Bitkisel ürünler Türkiye’de yeterince denetlenmiyor!

Bitkisel ürünler Türkiye’de yeterince denetlenmiyor!

Halk arasında “Bitkiler ölüm hariç her derde deva” söylemi çok yaygındır. Peki gerçekten de “Bitkiler her derde deva mıdır?” Prof. Dr. İlkay Erdoğan Orhan, konuya ilişkin https://huhunews.com/ ‘da dikkat çeken bir yazı kaleme aldı.

A+A-

HUHUNEWS.COM

Hem sağlık hem de güzelliğin vazgeçilmezi bitkisel ürünlerin Türkiye’deki kullanım ve denetlenmesine ilişkin https://huhunews.com/’da bir yazı kaleme alan Gazi Üniversitesi Eczacılık Fakültesi Dekanı Prof.

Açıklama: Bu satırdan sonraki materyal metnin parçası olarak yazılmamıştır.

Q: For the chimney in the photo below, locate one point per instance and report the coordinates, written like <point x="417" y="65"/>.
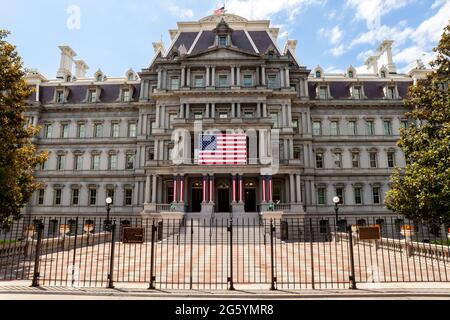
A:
<point x="65" y="66"/>
<point x="80" y="69"/>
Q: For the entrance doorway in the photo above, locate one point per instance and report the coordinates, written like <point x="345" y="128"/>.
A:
<point x="250" y="200"/>
<point x="223" y="200"/>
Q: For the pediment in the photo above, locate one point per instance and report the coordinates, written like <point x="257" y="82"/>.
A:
<point x="217" y="53"/>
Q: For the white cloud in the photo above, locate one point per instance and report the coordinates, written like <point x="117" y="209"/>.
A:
<point x="179" y="12"/>
<point x="264" y="9"/>
<point x="372" y="10"/>
<point x="334" y="35"/>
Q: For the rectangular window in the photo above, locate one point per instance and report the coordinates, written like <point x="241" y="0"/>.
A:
<point x="317" y="128"/>
<point x="92" y="197"/>
<point x="340" y="194"/>
<point x="175" y="83"/>
<point x="319" y="160"/>
<point x="128" y="197"/>
<point x="41" y="196"/>
<point x="126" y="95"/>
<point x="334" y="128"/>
<point x="81" y="130"/>
<point x="132" y="130"/>
<point x="60" y="162"/>
<point x="272" y="81"/>
<point x="75" y="197"/>
<point x="98" y="130"/>
<point x="198" y="81"/>
<point x="323" y="92"/>
<point x="110" y="194"/>
<point x="223" y="80"/>
<point x="93" y="96"/>
<point x="355" y="160"/>
<point x="113" y="162"/>
<point x="48" y="131"/>
<point x="352" y="128"/>
<point x="387" y="128"/>
<point x="58" y="197"/>
<point x="78" y="164"/>
<point x="391" y="159"/>
<point x="373" y="160"/>
<point x="64" y="130"/>
<point x="60" y="96"/>
<point x="358" y="195"/>
<point x="130" y="161"/>
<point x="357" y="92"/>
<point x="96" y="162"/>
<point x="337" y="160"/>
<point x="321" y="196"/>
<point x="376" y="195"/>
<point x="370" y="128"/>
<point x="115" y="130"/>
<point x="248" y="80"/>
<point x="274" y="117"/>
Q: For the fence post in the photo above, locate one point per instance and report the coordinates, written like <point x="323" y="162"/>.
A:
<point x="272" y="267"/>
<point x="111" y="261"/>
<point x="352" y="260"/>
<point x="152" y="257"/>
<point x="36" y="275"/>
<point x="311" y="247"/>
<point x="230" y="279"/>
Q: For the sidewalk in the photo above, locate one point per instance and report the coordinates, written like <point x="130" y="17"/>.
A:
<point x="21" y="290"/>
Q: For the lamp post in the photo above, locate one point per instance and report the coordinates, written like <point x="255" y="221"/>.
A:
<point x="336" y="201"/>
<point x="108" y="209"/>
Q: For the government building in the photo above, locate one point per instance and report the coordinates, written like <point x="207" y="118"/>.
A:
<point x="222" y="122"/>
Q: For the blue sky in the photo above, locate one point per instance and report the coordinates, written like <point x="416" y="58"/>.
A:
<point x="116" y="35"/>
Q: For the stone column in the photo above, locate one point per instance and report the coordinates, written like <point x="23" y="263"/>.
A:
<point x="263" y="76"/>
<point x="238" y="76"/>
<point x="292" y="188"/>
<point x="288" y="84"/>
<point x="232" y="76"/>
<point x="154" y="183"/>
<point x="158" y="117"/>
<point x="183" y="76"/>
<point x="298" y="186"/>
<point x="188" y="78"/>
<point x="147" y="189"/>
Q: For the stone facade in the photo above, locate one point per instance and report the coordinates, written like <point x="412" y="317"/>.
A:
<point x="311" y="135"/>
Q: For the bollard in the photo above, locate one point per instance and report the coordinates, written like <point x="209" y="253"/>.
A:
<point x="36" y="275"/>
<point x="352" y="260"/>
<point x="152" y="258"/>
<point x="111" y="262"/>
<point x="272" y="266"/>
<point x="230" y="279"/>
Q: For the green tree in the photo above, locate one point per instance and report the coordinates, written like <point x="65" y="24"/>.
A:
<point x="18" y="155"/>
<point x="421" y="191"/>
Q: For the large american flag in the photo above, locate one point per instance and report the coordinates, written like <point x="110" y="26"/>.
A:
<point x="222" y="149"/>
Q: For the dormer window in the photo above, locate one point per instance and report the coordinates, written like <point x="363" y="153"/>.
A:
<point x="223" y="41"/>
<point x="92" y="96"/>
<point x="60" y="96"/>
<point x="125" y="95"/>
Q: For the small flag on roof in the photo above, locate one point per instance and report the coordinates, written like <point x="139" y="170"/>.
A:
<point x="220" y="10"/>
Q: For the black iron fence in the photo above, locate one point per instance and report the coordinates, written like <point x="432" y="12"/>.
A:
<point x="294" y="253"/>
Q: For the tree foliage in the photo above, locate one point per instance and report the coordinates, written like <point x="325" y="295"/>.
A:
<point x="18" y="155"/>
<point x="421" y="191"/>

Dr. İlkay Erdoğan Orhan, “ eczacılar bu konudaki eğitimlerini ön plana çıkararak fitoterapi alanındaki bilgilerini sürekli güncellemeli, bu tip ilaçların etkileri ve ilaç etkileşmeleri hakkında hastayı bilgilendirmeli, bu alandaki danışmanlık görevini hastalar için olduğu kadar gerektiğinde doktorlar için de yerine getirmeli ve fitoterapötiklere mutlaka sahip çıkmalıdır. İnsanların en çabuk ulaşabileceği sağlık personeli olan eczacılar ve hekimler, bitkisel ilaçlar hakkında toplumu bilinçlendirme konusunda en büyük rolü oynayacaklardır.” dedi.     

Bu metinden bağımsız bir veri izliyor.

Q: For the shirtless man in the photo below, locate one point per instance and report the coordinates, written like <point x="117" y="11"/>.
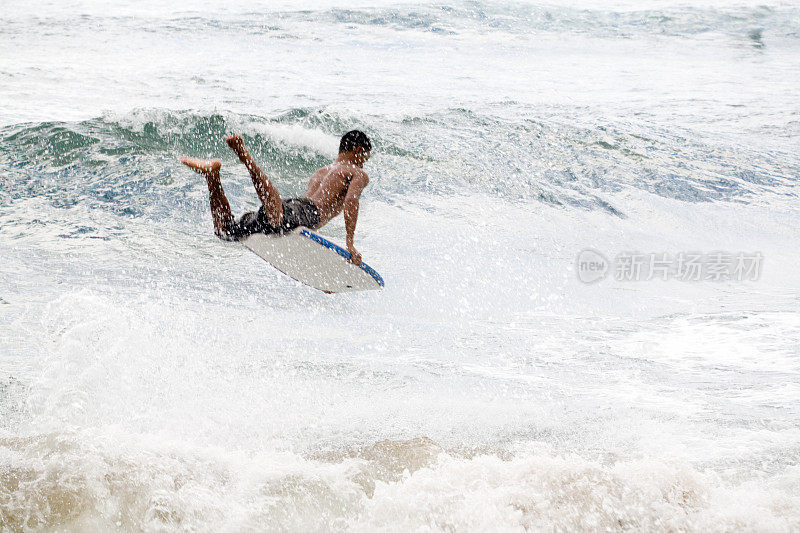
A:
<point x="331" y="190"/>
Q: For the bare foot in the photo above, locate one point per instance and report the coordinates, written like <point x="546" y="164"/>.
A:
<point x="236" y="143"/>
<point x="206" y="167"/>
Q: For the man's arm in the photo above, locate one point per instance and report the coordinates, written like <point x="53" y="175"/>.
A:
<point x="357" y="183"/>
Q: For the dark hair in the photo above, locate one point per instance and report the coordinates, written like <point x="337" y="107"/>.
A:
<point x="352" y="140"/>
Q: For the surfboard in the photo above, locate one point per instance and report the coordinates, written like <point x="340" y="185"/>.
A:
<point x="314" y="261"/>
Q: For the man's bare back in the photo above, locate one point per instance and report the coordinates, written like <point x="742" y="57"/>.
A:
<point x="331" y="190"/>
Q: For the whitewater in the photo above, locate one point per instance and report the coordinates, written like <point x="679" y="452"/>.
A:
<point x="154" y="378"/>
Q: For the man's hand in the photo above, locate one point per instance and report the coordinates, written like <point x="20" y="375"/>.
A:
<point x="356" y="257"/>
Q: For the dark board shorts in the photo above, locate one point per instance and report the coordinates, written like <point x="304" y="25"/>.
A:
<point x="296" y="212"/>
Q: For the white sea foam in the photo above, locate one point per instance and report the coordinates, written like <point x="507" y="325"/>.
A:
<point x="154" y="378"/>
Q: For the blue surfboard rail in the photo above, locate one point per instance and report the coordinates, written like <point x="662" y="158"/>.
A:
<point x="341" y="251"/>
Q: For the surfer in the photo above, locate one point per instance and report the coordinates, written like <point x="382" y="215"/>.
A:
<point x="332" y="189"/>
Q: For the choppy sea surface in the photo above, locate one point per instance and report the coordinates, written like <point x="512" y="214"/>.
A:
<point x="153" y="378"/>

“TÜRKİYE DÜNYADA 22. SIRADA”

Türkiye’de toplam 8000 civarında bitki türüne sahip olan Avrupa kıtasının florası ile karşılaştırıldığında 10000’inin üzerinde bitki türüne sahip florası ile çok zengin olduğunu belirten Prof. Dr. İlkay Erdoğan Orhan, “Ayrıca bu türlerin %30’u endemik, yani dünya üzerinde sadece Türkiye’de yetişen türlerdir. Türkiye sahip olduğu bitkisel türlerdeki çeşitlilik açısından dünyada 22. sırada yer alan önemli bir ülkedir. Bu zenginlik, ülkemizde yüzyıllardır nesilden enesile aktarılarak biriktirilerek, ‘Anadolu halk tababeti’ni oluşturmuştur. Son yıllarda ‘doğala dönüş’ şeklinde ifade edilen eğilim doğrultusunda, bitkisel ilaçlar da tedavi alanında yerlerini almış ve oldukça popüler hale gelmiştir.” şeklinde konuştu.  

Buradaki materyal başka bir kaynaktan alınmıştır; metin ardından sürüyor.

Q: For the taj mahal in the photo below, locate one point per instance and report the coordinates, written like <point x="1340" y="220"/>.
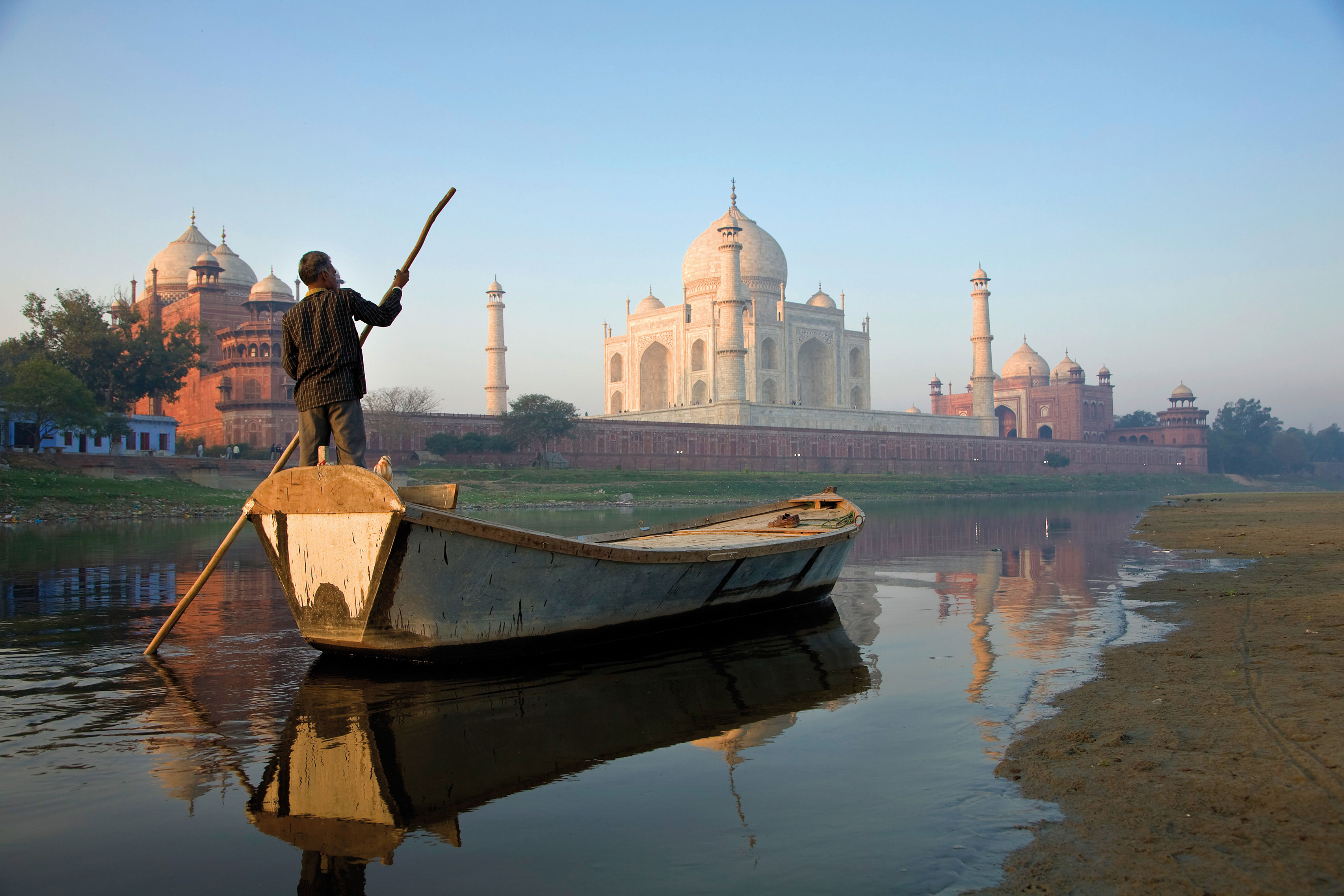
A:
<point x="736" y="351"/>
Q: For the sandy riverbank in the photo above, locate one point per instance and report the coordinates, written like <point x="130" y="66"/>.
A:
<point x="1212" y="762"/>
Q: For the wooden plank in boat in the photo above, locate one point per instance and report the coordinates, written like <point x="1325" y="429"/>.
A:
<point x="436" y="496"/>
<point x="326" y="489"/>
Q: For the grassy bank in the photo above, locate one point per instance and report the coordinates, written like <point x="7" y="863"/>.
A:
<point x="34" y="491"/>
<point x="1212" y="761"/>
<point x="503" y="488"/>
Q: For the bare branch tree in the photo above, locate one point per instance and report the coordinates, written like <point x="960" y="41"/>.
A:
<point x="392" y="414"/>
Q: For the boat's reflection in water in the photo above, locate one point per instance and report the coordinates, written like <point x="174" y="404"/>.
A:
<point x="376" y="751"/>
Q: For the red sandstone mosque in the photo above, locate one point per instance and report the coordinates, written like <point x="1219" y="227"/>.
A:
<point x="1038" y="402"/>
<point x="244" y="396"/>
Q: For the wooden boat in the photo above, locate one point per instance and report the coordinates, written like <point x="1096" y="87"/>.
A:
<point x="369" y="569"/>
<point x="372" y="753"/>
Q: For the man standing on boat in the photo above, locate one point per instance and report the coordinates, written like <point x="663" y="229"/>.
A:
<point x="322" y="354"/>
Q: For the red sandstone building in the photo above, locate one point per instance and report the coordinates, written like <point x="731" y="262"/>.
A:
<point x="244" y="397"/>
<point x="1034" y="402"/>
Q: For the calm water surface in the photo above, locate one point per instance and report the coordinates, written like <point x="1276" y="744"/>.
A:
<point x="847" y="754"/>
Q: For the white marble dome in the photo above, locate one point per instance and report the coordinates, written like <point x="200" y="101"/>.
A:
<point x="271" y="288"/>
<point x="177" y="258"/>
<point x="822" y="300"/>
<point x="762" y="260"/>
<point x="1068" y="367"/>
<point x="1026" y="361"/>
<point x="650" y="303"/>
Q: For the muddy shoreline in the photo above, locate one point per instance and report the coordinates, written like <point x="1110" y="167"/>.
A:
<point x="1213" y="761"/>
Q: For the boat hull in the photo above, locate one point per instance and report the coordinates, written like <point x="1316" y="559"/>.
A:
<point x="428" y="585"/>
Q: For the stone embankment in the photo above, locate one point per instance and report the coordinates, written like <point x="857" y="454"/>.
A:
<point x="1212" y="762"/>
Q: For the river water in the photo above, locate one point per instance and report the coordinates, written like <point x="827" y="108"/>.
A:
<point x="849" y="754"/>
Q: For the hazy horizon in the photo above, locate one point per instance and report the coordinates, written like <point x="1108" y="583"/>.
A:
<point x="1155" y="187"/>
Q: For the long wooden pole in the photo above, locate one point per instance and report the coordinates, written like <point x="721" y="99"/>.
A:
<point x="284" y="459"/>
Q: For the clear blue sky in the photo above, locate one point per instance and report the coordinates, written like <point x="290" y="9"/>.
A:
<point x="1152" y="186"/>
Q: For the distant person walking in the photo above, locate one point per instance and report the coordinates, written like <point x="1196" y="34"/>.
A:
<point x="322" y="354"/>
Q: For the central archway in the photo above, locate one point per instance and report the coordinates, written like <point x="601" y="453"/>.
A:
<point x="654" y="378"/>
<point x="816" y="375"/>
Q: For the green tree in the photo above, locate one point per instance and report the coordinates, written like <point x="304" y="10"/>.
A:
<point x="539" y="420"/>
<point x="1136" y="420"/>
<point x="1328" y="444"/>
<point x="14" y="352"/>
<point x="52" y="400"/>
<point x="392" y="413"/>
<point x="120" y="362"/>
<point x="1242" y="439"/>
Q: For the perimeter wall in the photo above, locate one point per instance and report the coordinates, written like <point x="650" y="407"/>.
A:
<point x="605" y="444"/>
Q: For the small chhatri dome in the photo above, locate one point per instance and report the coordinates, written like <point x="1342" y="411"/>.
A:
<point x="272" y="288"/>
<point x="237" y="272"/>
<point x="822" y="300"/>
<point x="1068" y="366"/>
<point x="648" y="304"/>
<point x="1024" y="362"/>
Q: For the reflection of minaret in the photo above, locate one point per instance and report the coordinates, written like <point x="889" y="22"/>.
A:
<point x="730" y="374"/>
<point x="983" y="371"/>
<point x="496" y="387"/>
<point x="983" y="597"/>
<point x="730" y="744"/>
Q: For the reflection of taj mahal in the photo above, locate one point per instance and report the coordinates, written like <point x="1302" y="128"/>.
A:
<point x="737" y="351"/>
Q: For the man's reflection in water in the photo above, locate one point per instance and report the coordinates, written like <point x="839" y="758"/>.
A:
<point x="376" y="751"/>
<point x="326" y="875"/>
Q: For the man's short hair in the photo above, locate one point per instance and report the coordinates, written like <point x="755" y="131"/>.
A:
<point x="312" y="265"/>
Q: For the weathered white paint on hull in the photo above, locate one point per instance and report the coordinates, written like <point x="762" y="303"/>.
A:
<point x="457" y="589"/>
<point x="366" y="573"/>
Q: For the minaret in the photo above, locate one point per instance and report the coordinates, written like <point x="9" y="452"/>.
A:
<point x="983" y="368"/>
<point x="496" y="389"/>
<point x="730" y="363"/>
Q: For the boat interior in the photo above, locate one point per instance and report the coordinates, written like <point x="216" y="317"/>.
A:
<point x="810" y="515"/>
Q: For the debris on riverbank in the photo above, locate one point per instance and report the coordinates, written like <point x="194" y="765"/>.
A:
<point x="1212" y="761"/>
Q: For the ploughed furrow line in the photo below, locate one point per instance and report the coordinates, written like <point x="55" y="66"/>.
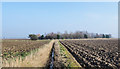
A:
<point x="109" y="57"/>
<point x="87" y="56"/>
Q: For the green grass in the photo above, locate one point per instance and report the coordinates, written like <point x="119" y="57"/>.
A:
<point x="64" y="52"/>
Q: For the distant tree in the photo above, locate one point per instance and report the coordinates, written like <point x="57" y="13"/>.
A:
<point x="103" y="36"/>
<point x="85" y="36"/>
<point x="58" y="36"/>
<point x="42" y="36"/>
<point x="33" y="37"/>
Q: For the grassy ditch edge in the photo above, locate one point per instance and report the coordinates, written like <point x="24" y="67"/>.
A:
<point x="70" y="61"/>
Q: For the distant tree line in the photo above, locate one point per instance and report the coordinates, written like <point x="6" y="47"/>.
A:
<point x="66" y="35"/>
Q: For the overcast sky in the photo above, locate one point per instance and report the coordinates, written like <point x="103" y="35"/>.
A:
<point x="23" y="18"/>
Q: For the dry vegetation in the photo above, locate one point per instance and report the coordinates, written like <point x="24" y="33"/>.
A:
<point x="94" y="53"/>
<point x="13" y="48"/>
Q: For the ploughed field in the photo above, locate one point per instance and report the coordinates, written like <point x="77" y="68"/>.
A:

“FARMASÖTİK FORMDA HAZIRLANMIŞ ÜRÜNLER”

Yaşanan karışıklığa dikkat çeken Prof. Dr. İlkay Erdoğan Orhan, sözlerini şöyle sürdürdü:

“Günümüzde, en çok yapılan yanlış modern fitoterapi ve halk tababetinin birbirine karıştırılması ve sanki aynı kavramlarmış gibi konunun uzmanı olmayan insanlar tarafından sunulmasıdır. Halbuki, modern, gerçek veya rasyonel fitoterapi denilince akla ‘bitkisel ilaçlarla tedavi’ gelmelidir ve doğru tanımlaması da bu şekildedir. Fitoterapi, Yunanca ‘phytos’ (bitki) ve ‘therapy’ (tedavi) kelimelerinin birleşiminden oluşmuş bir sözcüktür. Bu terimin ilk defa, 1870-1953 yılları arasında yaşamış Fransız hekim Henri Leclerc tarafından La Presce Medical adlı dergide kullanıldığı bildirilmiştir. Fitoterapi tanımında verilen ‘bitkisel ilaç’ teriminden kastettiğimiz ise ‘fitofarmasötikler/fitoterapötikler’ olup; ham veya işlenmiş halde bitkinin çeşitli kısımlarını veya standardize edilmiş bitki ekstresini taşıyan, etki şekli açıklanmış, kabul edilebilir güvenilirlik sınırları, yan etkileri, kontrendikasyonları, stabilitesi ve toksisitesi belirlenmiş, tekrarlanabilir fizyolojik etkiye sahip ve çağdaş ilaç tanımına uygun, GMP kuralları ile üretilmiş ve farmasötik formda hazırlanmış ürünlerdir. Bu tanımın konvansiyonel (sentetik) ilaçlardan teknik anlamda hiçbir farkı yoktur. Aralarındaki tek fark fitoterapötiklerde tek bir etken madde yerine, bir veya daha fazla bileşik üzerinden standardize edilmiş farmasötik kalitede ekstre bulunmasıdır. Yani, eczaneden aldığınız bir parasetamol preparatı ile bir bitkisel ilacın hazırlanmasından hastaya ulaştırılmasına kadar geçen süreçte aralarında hiçbir farklılık yoktur. İkisi de aynı ilaç kalitesini hastaya sunmalı ve etkinliğini göstermelidir. Diğer yandan, bitkisel kaynaklı olmalarına rağmen ilaç olarak kullanılan tek moleküller (atropin, efedrin, morfin, genistein, vs.) ‘bitkisel ilaç/fitoterapötik’ olarak kabul edilmemektedir.” 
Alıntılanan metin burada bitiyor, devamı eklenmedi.